Artist: Giovanni Battista Falda (Italian, ca. 16401678)
Rome: Giovanni Giacomo de' Rossi, 1691
Etching; Overall: 11 x 15 7/8 x 1 5/16 in. (27.9 x 40.4 x 3.4 cm)
Gift of D. W. Langton, transferred from the Library (1991.1073.145.18)
The Villa Mondragone belongs to one of the most impressive, still surviving villa estates laid out at Frascati. Situated on an imposing terrace against the northwestern slope of the ancient Tusculum Hill, it enjoyed breathtaking vistas of the Roman countryside. The owners, first Cardinal Altemps and then, from 1613 onward, Scipione Borghese, derived their prestige from the villa's architectural improvements, paid for, in part, by profits from their agricultural undertakings.
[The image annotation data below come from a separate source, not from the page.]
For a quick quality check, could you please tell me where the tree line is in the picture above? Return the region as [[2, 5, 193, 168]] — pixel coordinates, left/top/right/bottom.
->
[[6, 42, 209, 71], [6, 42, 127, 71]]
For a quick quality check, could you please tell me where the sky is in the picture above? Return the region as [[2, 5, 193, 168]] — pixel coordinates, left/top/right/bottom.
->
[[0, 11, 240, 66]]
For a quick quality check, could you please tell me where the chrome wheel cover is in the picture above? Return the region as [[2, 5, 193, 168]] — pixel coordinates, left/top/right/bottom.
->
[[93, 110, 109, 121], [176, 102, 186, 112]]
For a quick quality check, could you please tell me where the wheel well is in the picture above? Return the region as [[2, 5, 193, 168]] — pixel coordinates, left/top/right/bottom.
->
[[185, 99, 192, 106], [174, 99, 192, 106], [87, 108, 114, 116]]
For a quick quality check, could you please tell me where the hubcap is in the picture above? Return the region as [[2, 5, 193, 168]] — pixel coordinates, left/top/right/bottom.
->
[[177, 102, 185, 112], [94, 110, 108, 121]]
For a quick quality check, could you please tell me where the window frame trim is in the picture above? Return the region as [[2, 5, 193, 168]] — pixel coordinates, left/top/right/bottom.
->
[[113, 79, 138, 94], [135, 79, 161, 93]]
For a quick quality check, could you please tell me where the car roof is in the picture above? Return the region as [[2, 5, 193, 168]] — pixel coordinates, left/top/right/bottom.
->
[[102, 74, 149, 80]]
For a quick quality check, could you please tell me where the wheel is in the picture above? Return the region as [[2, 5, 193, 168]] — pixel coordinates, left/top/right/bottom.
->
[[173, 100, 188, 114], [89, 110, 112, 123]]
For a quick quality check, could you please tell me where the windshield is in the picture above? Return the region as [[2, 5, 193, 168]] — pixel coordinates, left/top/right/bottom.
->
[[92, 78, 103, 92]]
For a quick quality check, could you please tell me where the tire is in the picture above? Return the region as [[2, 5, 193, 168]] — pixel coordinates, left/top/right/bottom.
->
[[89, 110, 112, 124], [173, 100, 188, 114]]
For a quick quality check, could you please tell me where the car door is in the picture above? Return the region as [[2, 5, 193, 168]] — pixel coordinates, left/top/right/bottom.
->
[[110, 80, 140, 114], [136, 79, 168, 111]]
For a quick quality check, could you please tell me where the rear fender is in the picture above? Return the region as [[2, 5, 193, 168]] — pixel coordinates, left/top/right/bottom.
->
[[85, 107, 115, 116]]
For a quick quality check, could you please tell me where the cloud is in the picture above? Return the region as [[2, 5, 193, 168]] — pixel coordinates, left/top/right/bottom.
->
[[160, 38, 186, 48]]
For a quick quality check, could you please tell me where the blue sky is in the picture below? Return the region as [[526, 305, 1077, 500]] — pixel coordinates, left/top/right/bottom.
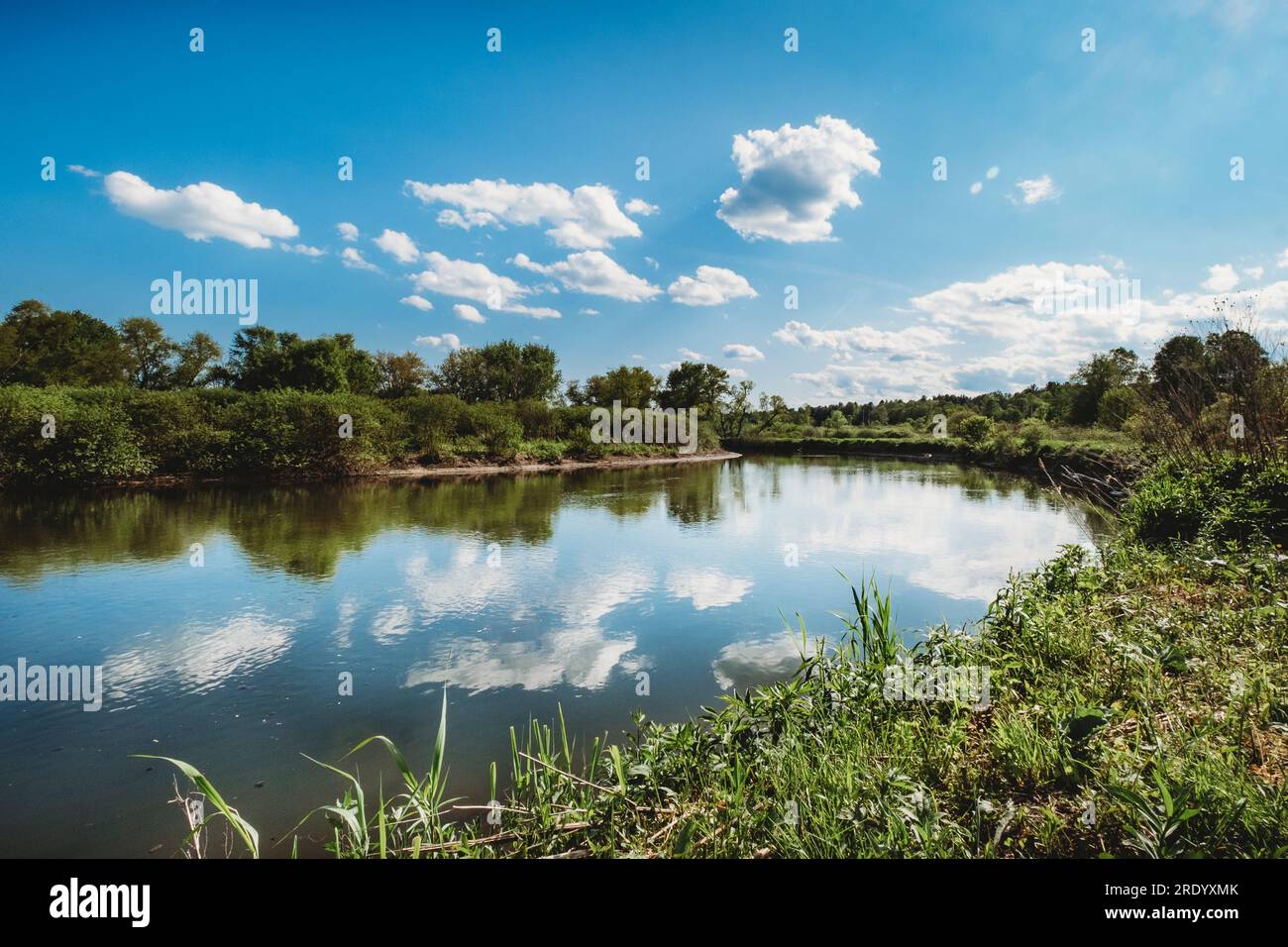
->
[[0, 0, 1288, 403]]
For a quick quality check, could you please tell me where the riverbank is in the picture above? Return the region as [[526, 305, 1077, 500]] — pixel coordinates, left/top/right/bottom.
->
[[0, 385, 721, 487], [158, 533, 1288, 858], [153, 460, 1288, 858], [722, 437, 1146, 506]]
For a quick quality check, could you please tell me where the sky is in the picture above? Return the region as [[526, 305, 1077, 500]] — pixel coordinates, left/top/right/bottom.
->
[[0, 0, 1288, 404]]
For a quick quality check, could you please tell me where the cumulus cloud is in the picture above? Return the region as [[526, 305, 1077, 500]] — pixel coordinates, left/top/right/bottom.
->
[[278, 244, 326, 257], [103, 171, 300, 250], [716, 115, 881, 244], [510, 250, 662, 303], [398, 294, 434, 312], [340, 246, 380, 273], [416, 333, 461, 349], [403, 179, 641, 250], [625, 197, 658, 217], [371, 227, 420, 263], [774, 320, 952, 352], [666, 569, 752, 612], [720, 342, 765, 362], [666, 266, 756, 305], [1203, 263, 1239, 292], [411, 250, 559, 318], [1015, 174, 1060, 204]]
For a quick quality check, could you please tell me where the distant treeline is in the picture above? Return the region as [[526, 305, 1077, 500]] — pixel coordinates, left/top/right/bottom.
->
[[0, 300, 750, 483], [0, 299, 751, 423], [787, 329, 1270, 429]]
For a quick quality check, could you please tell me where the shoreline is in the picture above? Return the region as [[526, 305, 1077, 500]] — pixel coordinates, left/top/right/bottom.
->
[[368, 451, 742, 479], [0, 451, 743, 493]]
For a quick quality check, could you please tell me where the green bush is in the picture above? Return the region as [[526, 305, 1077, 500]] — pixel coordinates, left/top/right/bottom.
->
[[469, 401, 523, 459], [1122, 455, 1288, 543], [393, 393, 469, 463], [0, 385, 156, 483], [952, 415, 993, 447]]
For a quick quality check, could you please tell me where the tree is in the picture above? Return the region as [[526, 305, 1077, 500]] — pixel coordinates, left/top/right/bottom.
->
[[171, 333, 224, 388], [657, 362, 731, 411], [717, 380, 752, 437], [117, 317, 179, 391], [1203, 329, 1270, 398], [585, 365, 658, 408], [756, 393, 789, 434], [429, 339, 562, 403], [1070, 348, 1143, 424], [0, 299, 129, 385], [213, 326, 376, 394], [376, 352, 429, 398]]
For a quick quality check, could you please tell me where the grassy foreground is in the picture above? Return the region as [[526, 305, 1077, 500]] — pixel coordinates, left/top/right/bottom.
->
[[153, 533, 1288, 857]]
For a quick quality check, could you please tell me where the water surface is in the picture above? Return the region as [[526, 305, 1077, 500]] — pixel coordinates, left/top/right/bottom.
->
[[0, 458, 1102, 857]]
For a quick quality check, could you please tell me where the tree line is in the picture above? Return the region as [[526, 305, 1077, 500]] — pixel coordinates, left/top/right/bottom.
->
[[0, 299, 752, 433]]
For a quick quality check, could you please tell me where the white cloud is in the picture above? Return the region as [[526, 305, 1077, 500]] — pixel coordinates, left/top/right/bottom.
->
[[103, 171, 300, 250], [716, 115, 881, 244], [1015, 174, 1061, 204], [340, 246, 380, 273], [278, 244, 326, 257], [416, 333, 461, 349], [403, 179, 641, 250], [666, 266, 756, 305], [371, 227, 420, 263], [1202, 263, 1239, 292], [774, 320, 952, 352], [666, 569, 752, 612], [510, 250, 662, 303], [411, 250, 559, 318], [398, 295, 434, 312], [720, 342, 765, 362]]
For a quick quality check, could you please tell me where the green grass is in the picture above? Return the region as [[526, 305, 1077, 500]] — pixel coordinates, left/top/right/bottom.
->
[[153, 541, 1288, 858]]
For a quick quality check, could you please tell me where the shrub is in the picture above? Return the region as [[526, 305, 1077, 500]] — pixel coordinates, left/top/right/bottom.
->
[[0, 385, 155, 483], [1019, 417, 1051, 455], [1122, 455, 1288, 541], [394, 394, 469, 462], [469, 401, 523, 459], [950, 415, 993, 447]]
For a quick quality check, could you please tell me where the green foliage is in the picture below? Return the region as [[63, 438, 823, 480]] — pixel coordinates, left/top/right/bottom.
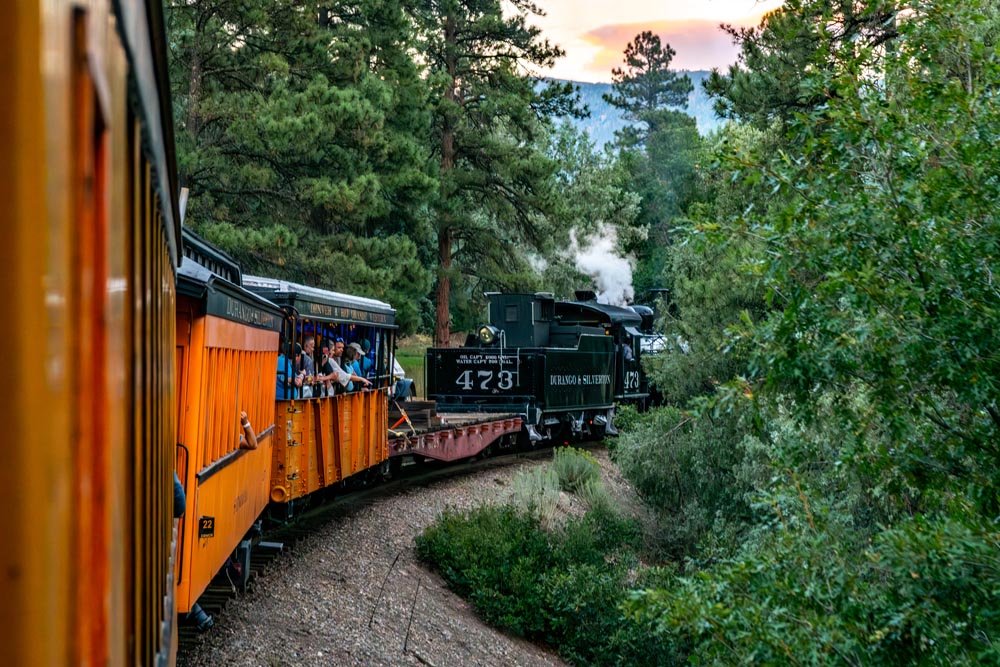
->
[[511, 466, 559, 526], [551, 447, 601, 493], [417, 507, 680, 665], [616, 0, 1000, 665], [614, 408, 767, 558], [408, 0, 579, 345], [604, 30, 694, 133], [576, 479, 614, 512]]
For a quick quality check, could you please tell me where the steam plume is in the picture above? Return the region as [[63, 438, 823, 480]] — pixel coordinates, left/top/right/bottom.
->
[[569, 223, 635, 306]]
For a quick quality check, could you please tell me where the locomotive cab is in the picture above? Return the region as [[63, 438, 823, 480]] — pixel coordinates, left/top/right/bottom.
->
[[426, 292, 648, 439]]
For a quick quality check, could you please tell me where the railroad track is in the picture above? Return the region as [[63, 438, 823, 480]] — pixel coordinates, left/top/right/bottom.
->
[[178, 446, 552, 658]]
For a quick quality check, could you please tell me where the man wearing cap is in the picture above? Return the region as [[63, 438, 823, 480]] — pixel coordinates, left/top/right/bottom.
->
[[319, 341, 371, 391], [358, 338, 375, 377]]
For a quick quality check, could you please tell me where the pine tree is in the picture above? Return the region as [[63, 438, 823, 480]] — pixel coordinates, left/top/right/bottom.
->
[[411, 0, 574, 345], [604, 30, 694, 136], [168, 0, 437, 328]]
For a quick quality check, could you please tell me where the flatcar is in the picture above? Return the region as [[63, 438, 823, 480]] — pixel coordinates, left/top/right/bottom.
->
[[426, 292, 652, 441], [244, 276, 397, 518], [0, 0, 181, 665]]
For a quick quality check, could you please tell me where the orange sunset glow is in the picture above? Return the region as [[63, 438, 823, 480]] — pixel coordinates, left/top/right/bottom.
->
[[535, 0, 782, 81]]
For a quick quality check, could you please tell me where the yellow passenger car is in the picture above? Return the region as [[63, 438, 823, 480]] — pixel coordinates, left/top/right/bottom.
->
[[0, 0, 180, 665]]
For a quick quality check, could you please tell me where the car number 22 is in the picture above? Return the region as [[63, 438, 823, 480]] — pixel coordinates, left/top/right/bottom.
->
[[455, 370, 514, 391]]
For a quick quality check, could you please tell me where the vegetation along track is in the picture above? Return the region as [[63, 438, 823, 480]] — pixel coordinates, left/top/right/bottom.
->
[[179, 447, 552, 657]]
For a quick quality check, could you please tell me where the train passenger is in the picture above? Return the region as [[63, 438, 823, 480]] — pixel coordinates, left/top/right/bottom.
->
[[320, 343, 371, 389], [275, 345, 302, 400], [333, 336, 354, 391], [302, 336, 316, 398], [240, 410, 257, 449], [360, 338, 375, 377]]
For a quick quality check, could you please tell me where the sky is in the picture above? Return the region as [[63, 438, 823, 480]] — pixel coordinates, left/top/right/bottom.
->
[[533, 0, 782, 81]]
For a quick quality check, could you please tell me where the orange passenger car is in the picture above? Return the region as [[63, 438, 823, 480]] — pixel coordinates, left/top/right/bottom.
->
[[244, 276, 396, 516], [0, 0, 180, 666], [176, 230, 281, 613]]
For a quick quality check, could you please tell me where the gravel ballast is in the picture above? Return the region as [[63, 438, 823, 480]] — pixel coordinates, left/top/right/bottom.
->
[[179, 452, 572, 667]]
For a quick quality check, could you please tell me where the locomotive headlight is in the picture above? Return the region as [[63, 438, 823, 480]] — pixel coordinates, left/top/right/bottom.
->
[[477, 324, 500, 345]]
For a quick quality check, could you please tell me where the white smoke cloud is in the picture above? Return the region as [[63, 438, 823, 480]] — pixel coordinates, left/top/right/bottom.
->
[[569, 223, 635, 306]]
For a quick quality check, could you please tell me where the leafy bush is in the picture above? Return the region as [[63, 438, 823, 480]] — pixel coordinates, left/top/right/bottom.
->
[[576, 479, 615, 512], [614, 407, 770, 559], [628, 508, 1000, 665], [552, 447, 601, 493], [416, 506, 555, 636], [417, 506, 672, 665]]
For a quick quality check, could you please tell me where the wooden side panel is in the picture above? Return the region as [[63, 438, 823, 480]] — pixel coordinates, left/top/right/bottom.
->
[[271, 389, 389, 503], [0, 0, 72, 665], [0, 0, 174, 665], [127, 119, 177, 664]]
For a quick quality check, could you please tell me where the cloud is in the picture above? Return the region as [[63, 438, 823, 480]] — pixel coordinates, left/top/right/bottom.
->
[[583, 16, 760, 80]]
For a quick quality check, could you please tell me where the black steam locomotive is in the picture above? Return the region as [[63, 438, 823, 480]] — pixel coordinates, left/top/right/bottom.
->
[[427, 292, 658, 440]]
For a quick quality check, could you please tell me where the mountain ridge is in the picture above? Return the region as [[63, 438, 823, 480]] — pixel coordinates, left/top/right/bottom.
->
[[560, 70, 723, 147]]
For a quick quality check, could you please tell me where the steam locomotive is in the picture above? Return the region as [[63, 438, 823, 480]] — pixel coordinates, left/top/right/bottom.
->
[[426, 291, 659, 441]]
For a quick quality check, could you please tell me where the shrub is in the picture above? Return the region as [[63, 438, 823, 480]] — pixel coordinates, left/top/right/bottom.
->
[[416, 506, 554, 635], [417, 498, 660, 665], [545, 564, 683, 665], [552, 447, 601, 493], [511, 466, 559, 527], [614, 407, 770, 559], [576, 479, 615, 513]]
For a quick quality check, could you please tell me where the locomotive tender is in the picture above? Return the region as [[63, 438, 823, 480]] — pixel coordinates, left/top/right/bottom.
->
[[426, 291, 653, 441]]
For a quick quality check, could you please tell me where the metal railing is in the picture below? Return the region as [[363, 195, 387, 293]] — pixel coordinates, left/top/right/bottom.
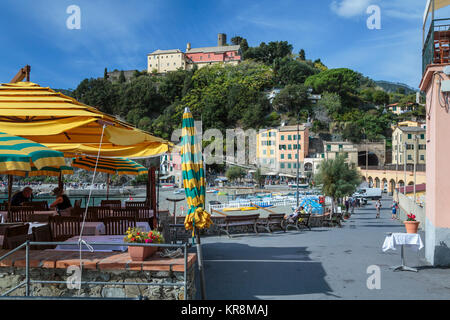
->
[[422, 19, 450, 73], [359, 164, 426, 172], [0, 240, 191, 300]]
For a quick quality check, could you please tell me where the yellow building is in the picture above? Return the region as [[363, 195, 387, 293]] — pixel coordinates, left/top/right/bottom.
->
[[256, 129, 278, 171], [147, 49, 187, 73], [392, 126, 427, 165], [323, 141, 358, 166]]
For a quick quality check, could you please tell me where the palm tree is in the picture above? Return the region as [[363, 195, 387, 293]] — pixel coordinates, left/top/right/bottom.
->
[[316, 155, 362, 213]]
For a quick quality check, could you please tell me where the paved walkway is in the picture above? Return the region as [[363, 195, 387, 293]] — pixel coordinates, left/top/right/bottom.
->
[[197, 198, 450, 300]]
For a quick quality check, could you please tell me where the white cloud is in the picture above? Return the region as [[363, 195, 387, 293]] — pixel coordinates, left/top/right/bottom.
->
[[330, 0, 373, 18]]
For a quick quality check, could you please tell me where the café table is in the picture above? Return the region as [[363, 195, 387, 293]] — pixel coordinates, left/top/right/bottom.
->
[[53, 235, 128, 252], [382, 233, 423, 272]]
One of the central features, overlooking the private garden, or giardino segreto, with its boxwood parterres, was the water theater, which still survives in a slightly dilapidated form. Built for Cardinal Scipione Borghese by the Roman architect Giovanni Vansanzio (Jan van Zanten) in ca. 1618, this semicircular structure is reminiscent in form and decoration of Carlo Maderno's water theater at the Villa Aldobrandini.